WASHINGTON — Dick Cheney spent his final days as vice president making a furious last-ditch effort to secure a pardon for his onetime chief of staff, I. Lewis Libby Jr., leaving him at odds with former President George W. Bush on a matter of personal loyalty as the two moved on to private life, according to several former officials.
The officials said Tuesday that Mr. Cheney’s lobbying campaign on behalf of Mr. Libby was far more intense than previously known, with the vice president bringing it up in countless one-on-one conversations with the president. They said Mr. Bush was unyielding to the end, already frustrated by a deluge of last-minute pardon requests from other quarters.
The dispute underscored the raw feelings of Mr. Cheney and other supporters of Mr. Libby, who believed that he was mistreated by prosecutors and ill served by a president who, in their view, failed to return Mr. Libby’s loyalty and sacrifice.

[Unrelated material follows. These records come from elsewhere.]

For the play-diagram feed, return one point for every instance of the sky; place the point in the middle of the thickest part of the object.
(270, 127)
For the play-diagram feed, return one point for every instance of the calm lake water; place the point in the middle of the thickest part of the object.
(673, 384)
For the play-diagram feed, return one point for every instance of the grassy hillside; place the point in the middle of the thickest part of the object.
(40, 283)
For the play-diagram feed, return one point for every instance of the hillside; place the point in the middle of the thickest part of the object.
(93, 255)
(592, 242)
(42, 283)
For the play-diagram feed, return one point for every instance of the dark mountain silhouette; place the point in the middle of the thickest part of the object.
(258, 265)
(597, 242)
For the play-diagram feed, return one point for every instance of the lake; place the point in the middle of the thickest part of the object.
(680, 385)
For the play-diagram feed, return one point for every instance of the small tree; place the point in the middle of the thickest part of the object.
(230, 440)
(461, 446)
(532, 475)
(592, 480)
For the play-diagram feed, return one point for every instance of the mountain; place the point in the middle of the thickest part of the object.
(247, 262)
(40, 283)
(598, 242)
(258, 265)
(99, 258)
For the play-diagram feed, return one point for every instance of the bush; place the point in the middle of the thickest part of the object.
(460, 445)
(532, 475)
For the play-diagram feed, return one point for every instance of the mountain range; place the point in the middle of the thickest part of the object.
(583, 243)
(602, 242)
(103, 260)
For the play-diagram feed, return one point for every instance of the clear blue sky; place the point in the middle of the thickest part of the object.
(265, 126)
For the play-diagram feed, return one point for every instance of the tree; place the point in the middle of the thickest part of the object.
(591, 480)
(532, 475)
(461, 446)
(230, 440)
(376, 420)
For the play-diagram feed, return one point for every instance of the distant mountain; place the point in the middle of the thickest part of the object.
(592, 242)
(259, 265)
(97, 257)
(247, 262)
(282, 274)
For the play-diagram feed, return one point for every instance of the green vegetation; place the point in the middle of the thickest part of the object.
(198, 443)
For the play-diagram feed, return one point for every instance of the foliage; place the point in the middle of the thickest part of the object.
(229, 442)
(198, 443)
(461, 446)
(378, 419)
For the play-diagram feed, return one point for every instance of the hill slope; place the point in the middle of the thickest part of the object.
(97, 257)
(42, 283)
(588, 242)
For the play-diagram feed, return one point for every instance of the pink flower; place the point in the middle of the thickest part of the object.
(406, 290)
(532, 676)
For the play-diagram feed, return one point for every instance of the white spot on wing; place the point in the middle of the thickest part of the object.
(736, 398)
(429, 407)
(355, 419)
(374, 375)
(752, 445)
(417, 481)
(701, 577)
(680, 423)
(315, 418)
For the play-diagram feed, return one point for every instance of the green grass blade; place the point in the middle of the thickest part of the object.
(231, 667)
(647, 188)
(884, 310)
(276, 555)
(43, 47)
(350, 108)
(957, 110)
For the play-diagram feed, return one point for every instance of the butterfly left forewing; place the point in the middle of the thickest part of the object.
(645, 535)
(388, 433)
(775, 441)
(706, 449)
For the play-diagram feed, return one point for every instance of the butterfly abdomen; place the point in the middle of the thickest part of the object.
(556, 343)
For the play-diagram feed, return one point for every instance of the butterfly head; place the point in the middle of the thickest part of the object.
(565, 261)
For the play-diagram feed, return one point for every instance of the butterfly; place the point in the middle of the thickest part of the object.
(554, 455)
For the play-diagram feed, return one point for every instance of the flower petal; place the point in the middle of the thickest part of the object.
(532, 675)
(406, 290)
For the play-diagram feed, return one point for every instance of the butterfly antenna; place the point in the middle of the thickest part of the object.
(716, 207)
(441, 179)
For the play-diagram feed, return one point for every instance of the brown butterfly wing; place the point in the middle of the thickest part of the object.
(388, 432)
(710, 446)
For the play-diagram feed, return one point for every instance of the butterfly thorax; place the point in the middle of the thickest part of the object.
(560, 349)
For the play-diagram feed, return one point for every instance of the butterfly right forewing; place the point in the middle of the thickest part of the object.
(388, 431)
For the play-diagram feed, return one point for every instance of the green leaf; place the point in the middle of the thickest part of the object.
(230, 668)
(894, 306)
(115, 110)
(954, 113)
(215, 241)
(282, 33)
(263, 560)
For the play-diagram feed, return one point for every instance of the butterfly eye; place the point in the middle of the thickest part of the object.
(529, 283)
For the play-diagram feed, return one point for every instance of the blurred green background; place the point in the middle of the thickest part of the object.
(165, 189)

And it points up the distance said to have grown between the two men as their worldviews, once largely in sync, seemed increasingly to diverge in their second term as Mr. Bush took a less hawkish stance.
For Mr. Cheney, the failure to win a pardon was a stinging loss that led him to offer a rare public rebuke of Mr. Bush’s judgment, saying of Mr. Libby in an interview with The Weekly Standard last month that “I strongly believe that he deserved a presidential pardon,” and that “I disagree with President Bush’s decision.”